We had lunch at The Fish Hopper, a restaurant near the Kailua pier.  Both of us had salads.  The Help had the Cobb salad, and I had the chicken macadamia salad.  I wasn't expecting much, but both of us thoroughly enjoyed our meals.  The Asian dressing on the chicken salad was perfect.  I did ask for it without papaya.  I should've asked them to hold the red onions too, but the onions were easy enough to pick out.  The Help's salad looked like it was full of bacon.  If it wasn't for the bleu cheese, I might have thought about ordering that too.

After my salad, I was looking forward to a hearty dinner (we made it home from Kona in the afternoon).  I was tired so it was a good thing we had lotsa leftovers in the fridge.  The Help came across a good sale Safeway was having on country ribs.  I generally don't buy country ribs (country style spareribs) because I tend to like my pork extra fatty (like bacon & hocks).  I suppose The Help couldn't help himself.  Nearly 8 lbs of country ribs cost under $20 with the Safeway club card.  8 lbs is a whole lotta meat, so I baked it with an Asian barbecue sauce because I knew the leftovers would be good.

BTW, the sauteed greens to the side of the meat in the top pic and the pic below is such a simple accompaniment to throw together. . .shredded savoy cabbage, ham slivers, and salt.  Saute until cabbage shows slight browning.  Place in a serving bowl and top with a generous sprinkle of parmesan cheese.

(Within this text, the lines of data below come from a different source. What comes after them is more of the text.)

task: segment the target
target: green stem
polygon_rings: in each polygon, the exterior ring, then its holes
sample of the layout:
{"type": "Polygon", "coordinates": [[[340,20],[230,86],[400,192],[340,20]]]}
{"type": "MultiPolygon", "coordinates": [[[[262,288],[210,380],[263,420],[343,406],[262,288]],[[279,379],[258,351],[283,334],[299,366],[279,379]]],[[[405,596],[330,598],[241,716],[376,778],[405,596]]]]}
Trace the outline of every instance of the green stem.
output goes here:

click on recipe title for printable recipe

     4 lbs country style spareribs
     1/2 c shoyu
     1/2 c oyster sauce
     3/4 c ketchup
     3/4 c sugar
     1 tbsp guava jelly or orange marmalade
     1/8 tsp 5-spice
     1/2" piece of ginger, grated

Boil country ribs for 1 hour.  Drain well and wash off scum.  Preheat oven to 350 degrees.  Place ribs in large baking pan.  Combine remaining ingredients.  Pour over ribs.  Bake 1 1/2 hours.  Remove from pan and slice across the grain to serve.

R.I.P. William Lewis. . .may your light continue to shine.